Re: [PATCH] sched/psi: fix use-after-free in ep_remove_wait_queue()

From: Suren Baghdasaryan
Date: Mon Feb 13 2023 - 18:50:46 EST


On Thu, Feb 9, 2023 at 11:13 AM Suren Baghdasaryan <surenb@xxxxxxxxxx> wrote:
>
> On Thu, Feb 9, 2023 at 10:46 AM Eric Biggers <ebiggers@xxxxxxxxxx> wrote:
> >
> > On Thu, Feb 09, 2023 at 09:09:03AM -0800, Suren Baghdasaryan wrote:
> > > On Thu, Feb 2, 2023 at 1:11 PM Suren Baghdasaryan <surenb@xxxxxxxxxx> wrote:
> > > >
> > > > On Wed, Feb 1, 2023 at 8:56 PM Eric Biggers <ebiggers@xxxxxxxxxx> wrote:
> > > > >
> > > > > On Wed, Feb 01, 2023 at 07:00:23PM -0800, Munehisa Kamata wrote:
> > > > > > diff --git a/kernel/sched/psi.c b/kernel/sched/psi.c
> > > > > > index 8ac8b81bfee6..6e66c15f6450 100644
> > > > > > --- a/kernel/sched/psi.c
> > > > > > +++ b/kernel/sched/psi.c
> > > > > > @@ -1343,10 +1343,11 @@ void psi_trigger_destroy(struct psi_trigger *t)
> > > > > >
> > > > > > group = t->group;
> > > > > > /*
> > > > > > - * Wakeup waiters to stop polling. Can happen if cgroup is deleted
> > > > > > - * from under a polling process.
> > > > > > + * Wakeup waiters to stop polling and clear the queue to prevent it from
> > > > > > + * being accessed later. Can happen if cgroup is deleted from under a
> > > > > > + * polling process otherwise.
> > > > > > */
> > > > > > - wake_up_interruptible(&t->event_wait);
> > > > > > + wake_up_pollfree(&t->event_wait);
> > > > > >
> > > > > > mutex_lock(&group->trigger_lock);
> > > > >
> > > > > wake_up_pollfree() should only be used in extremely rare cases. Why can't the
> > > > > lifetime of the waitqueue be fixed instead?
> > > >
> > > > waitqueue lifetime in this case is linked to cgroup_file_release(),
> > > > which seems appropriate to me here.

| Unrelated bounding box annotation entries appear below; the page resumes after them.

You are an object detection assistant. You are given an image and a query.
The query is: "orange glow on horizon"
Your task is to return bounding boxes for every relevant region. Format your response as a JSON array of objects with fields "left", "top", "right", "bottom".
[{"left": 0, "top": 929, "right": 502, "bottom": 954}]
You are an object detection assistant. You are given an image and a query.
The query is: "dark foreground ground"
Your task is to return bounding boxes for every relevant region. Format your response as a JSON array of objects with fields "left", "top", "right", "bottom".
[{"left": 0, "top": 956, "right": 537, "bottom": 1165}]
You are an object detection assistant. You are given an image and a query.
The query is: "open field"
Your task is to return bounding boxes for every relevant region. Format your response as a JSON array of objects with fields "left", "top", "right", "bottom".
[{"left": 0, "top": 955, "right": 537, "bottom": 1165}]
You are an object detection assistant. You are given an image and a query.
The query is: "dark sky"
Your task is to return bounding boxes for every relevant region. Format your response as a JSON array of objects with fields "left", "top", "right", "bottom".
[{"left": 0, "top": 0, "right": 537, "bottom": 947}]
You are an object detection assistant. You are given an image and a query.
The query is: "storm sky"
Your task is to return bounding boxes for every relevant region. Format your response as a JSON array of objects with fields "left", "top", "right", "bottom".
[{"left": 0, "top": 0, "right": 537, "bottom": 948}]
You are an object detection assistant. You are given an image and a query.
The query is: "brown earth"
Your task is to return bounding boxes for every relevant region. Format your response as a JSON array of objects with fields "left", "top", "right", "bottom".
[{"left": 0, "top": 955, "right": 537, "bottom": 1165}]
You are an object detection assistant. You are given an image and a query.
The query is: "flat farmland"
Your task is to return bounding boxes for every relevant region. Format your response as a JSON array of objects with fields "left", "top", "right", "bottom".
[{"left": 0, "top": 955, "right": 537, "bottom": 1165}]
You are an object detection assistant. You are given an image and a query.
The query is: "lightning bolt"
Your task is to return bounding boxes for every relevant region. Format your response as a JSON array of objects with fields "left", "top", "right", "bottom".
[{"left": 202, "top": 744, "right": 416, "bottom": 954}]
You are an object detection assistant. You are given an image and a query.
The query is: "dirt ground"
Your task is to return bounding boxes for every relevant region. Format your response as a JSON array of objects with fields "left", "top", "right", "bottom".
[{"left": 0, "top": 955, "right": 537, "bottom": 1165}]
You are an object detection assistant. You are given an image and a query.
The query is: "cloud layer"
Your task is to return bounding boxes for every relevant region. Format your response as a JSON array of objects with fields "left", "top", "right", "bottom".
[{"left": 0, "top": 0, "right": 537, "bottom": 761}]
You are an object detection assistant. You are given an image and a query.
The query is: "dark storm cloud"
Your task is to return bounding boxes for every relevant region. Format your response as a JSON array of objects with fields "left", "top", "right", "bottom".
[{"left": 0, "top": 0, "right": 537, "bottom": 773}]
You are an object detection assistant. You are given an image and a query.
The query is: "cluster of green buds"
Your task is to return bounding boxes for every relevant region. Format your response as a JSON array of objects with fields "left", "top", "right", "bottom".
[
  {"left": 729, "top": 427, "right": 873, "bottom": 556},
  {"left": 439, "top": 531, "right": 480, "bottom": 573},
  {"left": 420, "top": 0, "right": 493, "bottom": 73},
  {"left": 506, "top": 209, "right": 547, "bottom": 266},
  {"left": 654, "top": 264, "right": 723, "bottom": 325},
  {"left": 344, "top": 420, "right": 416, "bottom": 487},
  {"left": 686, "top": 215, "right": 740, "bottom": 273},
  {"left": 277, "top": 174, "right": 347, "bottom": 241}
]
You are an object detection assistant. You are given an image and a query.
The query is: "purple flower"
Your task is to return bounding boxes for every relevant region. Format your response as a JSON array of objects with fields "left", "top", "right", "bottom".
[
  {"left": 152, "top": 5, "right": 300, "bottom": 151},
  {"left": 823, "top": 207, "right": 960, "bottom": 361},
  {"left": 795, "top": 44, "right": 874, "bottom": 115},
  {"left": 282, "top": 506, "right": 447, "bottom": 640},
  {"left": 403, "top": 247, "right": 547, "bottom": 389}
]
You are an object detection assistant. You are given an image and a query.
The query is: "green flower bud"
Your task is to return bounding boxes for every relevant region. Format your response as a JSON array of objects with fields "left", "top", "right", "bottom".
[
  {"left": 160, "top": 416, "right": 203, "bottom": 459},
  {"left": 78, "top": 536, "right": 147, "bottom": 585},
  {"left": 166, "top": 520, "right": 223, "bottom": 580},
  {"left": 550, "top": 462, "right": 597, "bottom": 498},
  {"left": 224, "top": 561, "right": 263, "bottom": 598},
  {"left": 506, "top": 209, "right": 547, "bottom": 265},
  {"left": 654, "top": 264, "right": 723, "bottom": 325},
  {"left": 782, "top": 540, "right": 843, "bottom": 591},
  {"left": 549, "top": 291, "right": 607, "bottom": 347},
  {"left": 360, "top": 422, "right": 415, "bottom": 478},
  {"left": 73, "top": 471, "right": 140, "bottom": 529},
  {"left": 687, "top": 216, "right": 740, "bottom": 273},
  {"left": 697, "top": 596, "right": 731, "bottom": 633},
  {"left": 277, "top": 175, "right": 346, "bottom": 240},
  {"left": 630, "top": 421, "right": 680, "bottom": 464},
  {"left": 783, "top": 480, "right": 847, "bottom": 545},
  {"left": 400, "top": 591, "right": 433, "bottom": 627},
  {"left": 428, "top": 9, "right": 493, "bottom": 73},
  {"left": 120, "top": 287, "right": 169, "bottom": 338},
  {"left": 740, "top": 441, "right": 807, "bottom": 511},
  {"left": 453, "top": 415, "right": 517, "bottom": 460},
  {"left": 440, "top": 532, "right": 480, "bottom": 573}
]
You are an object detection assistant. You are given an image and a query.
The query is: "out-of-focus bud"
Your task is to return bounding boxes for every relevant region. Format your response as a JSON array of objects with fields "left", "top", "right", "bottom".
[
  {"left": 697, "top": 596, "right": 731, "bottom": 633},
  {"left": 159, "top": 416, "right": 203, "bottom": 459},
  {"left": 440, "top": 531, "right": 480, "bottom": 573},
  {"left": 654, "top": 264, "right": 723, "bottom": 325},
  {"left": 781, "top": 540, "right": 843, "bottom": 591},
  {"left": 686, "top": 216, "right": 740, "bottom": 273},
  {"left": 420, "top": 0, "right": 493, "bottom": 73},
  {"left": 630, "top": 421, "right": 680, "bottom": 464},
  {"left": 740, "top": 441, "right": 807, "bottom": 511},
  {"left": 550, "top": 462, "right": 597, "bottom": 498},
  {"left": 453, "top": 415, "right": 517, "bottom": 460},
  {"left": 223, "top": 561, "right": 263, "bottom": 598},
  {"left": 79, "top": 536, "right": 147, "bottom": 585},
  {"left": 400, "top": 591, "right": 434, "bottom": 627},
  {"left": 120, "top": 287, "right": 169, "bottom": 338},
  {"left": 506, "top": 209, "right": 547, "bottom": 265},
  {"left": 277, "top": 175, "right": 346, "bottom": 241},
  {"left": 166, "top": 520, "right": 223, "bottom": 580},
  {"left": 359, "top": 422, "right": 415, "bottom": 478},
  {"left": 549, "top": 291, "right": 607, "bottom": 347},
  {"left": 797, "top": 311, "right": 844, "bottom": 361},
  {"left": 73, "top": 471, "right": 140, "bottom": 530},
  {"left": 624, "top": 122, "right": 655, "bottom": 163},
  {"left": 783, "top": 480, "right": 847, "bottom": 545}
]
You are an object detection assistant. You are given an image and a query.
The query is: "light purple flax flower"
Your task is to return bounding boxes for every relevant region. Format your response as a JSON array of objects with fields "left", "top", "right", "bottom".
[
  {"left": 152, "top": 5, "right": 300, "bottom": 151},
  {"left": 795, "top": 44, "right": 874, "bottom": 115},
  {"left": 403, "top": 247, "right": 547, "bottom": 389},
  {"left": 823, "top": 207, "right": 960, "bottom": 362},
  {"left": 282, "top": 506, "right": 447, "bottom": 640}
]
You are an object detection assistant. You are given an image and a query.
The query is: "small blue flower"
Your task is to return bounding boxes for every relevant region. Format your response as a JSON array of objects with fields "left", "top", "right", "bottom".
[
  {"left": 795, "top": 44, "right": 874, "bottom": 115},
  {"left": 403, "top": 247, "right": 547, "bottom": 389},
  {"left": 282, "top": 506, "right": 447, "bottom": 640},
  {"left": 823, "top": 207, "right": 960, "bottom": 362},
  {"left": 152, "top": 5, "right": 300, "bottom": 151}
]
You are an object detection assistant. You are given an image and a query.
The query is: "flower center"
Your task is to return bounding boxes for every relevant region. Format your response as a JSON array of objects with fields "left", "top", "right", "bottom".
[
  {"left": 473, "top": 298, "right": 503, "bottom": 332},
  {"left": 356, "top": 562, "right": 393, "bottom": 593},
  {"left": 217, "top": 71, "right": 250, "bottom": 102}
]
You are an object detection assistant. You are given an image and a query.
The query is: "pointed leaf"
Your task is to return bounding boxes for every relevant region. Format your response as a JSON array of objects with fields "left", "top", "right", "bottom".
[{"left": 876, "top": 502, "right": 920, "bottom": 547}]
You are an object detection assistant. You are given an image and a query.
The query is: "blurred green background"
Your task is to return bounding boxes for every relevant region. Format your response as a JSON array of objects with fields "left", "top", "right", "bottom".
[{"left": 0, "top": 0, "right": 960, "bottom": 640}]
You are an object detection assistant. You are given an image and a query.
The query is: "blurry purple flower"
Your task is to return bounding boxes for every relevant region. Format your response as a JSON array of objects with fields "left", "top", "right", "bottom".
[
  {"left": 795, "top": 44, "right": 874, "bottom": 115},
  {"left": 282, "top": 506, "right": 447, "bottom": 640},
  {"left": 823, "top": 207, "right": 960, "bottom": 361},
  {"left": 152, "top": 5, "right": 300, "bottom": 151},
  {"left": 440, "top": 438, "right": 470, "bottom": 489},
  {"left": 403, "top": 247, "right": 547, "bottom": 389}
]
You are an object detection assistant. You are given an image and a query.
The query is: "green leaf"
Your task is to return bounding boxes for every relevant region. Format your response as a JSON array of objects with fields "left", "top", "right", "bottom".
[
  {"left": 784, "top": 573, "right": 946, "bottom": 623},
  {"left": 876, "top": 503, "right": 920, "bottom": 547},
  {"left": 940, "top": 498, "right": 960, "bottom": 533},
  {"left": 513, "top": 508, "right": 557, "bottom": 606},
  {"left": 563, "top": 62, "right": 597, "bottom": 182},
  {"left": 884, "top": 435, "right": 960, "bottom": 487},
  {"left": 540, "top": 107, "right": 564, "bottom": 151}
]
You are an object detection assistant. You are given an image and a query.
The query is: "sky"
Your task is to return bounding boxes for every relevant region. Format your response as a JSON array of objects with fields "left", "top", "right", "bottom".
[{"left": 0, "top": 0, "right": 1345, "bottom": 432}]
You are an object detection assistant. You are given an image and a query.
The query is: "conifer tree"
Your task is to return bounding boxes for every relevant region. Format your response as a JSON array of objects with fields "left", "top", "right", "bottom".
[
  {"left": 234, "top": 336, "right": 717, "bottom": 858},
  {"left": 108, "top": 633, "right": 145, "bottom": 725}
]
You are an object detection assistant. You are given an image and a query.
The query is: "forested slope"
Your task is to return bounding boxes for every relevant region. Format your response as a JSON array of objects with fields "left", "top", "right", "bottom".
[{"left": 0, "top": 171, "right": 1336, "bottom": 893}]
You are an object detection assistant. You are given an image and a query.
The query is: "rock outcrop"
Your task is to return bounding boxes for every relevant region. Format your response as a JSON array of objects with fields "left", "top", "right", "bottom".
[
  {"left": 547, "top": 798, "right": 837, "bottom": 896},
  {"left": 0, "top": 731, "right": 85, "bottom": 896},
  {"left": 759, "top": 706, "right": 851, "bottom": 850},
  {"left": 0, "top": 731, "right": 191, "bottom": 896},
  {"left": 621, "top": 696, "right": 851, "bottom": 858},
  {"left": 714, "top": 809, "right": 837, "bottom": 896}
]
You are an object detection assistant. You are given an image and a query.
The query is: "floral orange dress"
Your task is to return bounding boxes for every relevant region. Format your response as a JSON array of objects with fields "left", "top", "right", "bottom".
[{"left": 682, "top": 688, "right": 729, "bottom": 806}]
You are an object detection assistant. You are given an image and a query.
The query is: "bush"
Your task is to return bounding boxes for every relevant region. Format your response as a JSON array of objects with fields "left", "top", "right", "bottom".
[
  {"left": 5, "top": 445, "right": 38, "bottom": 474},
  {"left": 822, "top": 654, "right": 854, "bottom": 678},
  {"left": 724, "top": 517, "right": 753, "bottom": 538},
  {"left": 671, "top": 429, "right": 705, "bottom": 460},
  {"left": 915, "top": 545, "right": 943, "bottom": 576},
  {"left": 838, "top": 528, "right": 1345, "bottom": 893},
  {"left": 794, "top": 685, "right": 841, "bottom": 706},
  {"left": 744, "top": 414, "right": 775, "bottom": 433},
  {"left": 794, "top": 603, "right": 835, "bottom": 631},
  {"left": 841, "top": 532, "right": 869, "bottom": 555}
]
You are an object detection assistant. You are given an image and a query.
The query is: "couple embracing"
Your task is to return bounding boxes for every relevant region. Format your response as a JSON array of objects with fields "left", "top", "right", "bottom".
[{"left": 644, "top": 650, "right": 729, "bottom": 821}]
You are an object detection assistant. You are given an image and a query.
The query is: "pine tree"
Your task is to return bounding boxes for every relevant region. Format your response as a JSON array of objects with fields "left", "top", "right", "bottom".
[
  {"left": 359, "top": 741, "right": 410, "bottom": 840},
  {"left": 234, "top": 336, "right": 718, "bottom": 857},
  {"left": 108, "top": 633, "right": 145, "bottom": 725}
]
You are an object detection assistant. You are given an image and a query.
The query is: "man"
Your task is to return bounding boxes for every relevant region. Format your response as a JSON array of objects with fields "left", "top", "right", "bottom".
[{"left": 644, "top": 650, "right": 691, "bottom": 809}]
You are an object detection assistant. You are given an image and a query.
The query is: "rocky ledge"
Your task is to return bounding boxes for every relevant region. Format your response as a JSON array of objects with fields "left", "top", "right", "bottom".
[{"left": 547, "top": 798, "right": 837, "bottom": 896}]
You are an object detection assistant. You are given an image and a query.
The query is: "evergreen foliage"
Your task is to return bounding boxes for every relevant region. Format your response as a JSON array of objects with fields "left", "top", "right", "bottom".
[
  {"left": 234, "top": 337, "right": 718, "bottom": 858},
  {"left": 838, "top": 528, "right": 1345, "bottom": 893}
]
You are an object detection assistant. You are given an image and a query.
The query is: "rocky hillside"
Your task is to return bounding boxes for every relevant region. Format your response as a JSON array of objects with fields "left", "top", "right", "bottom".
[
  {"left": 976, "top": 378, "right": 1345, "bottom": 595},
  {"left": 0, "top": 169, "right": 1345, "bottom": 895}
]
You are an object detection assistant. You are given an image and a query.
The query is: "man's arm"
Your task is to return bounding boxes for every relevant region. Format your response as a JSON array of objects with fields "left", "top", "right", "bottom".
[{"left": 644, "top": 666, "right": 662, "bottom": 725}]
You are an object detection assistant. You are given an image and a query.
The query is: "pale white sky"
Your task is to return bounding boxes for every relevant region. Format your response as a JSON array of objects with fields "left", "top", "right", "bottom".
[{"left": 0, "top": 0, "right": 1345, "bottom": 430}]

Unfortunately
> > > > cgroup_file_release() is not directly linked to the file's lifetime.
> > > > For more details see:
> > > > https://lore.kernel.org/all/CAJuCfpFZ3B4530TgsSHqp5F_gwfrDujwRYewKReJru==MdEHQg@xxxxxxxxxxxxxx/#t
> > > > .
> > > > So, if we want to fix the lifetime of the waitqueue, we would have to
> > > > tie cgroup_file_release() to the fput() somehow. IOW, the fix would
> > > > have to be done at the cgroups or higher (kernfs?) layer.
> > >
> > > Hi Eric,
> > > Do you still object to using wake_up_pollfree() for this case?
> > > Changing higher levels to make cgroup_file_release() be tied to fput()
> > > would be ideal but I think that would be a big change for this one
> > > case. If you agree I'll Ack this patch.
> > > Thanks,
> > > Suren.
> > >
> >
> > I haven't read the code closely in this case. I'm just letting you know that
> > wake_up_pollfree() is very much a last-resort option for when the waitqueue
> > lifetime can't be fixed.
>
> Got it. Thanks for the warning.
> I think it can be fixed but the right fix would require a sizable
> higher level refactoring which might be more justifiable if we have
> more such cases in the future.
>
> > So if you want to use wake_up_pollfree(), you need to
> > explain why no other fix is possible. For example maybe the UAPI depends on the
> > waitqueue having a nonstandard lifetime.
>
> I think the changelog should explain that the waitqueue lifetime in
> cases of non-root cgroups is tied to cgroup_file_release() callback,
> which in turn is not tied to file's lifetime. That's the reason for
> waitqueue and the file having different lifecycles. Would that suffice
> as the justification?

Ok, in the absence of objections, I would suggest resending this patch
with the changelog including details about waitqueue lifetime and
reasons wake_up_pollfree() is required here.
Munehisa, feel free to reuse
https://lore.kernel.org/all/CAJuCfpFZ3B4530TgsSHqp5F_gwfrDujwRYewKReJru==MdEHQg@xxxxxxxxxxxxxx/#t
if you find it useful.
Thanks,
Suren.

> Again, I'm not saying that no other fix is possible, but that the
> right fix would be much more complex.
> Thanks,
> Suren.
>
> >
> > - Eric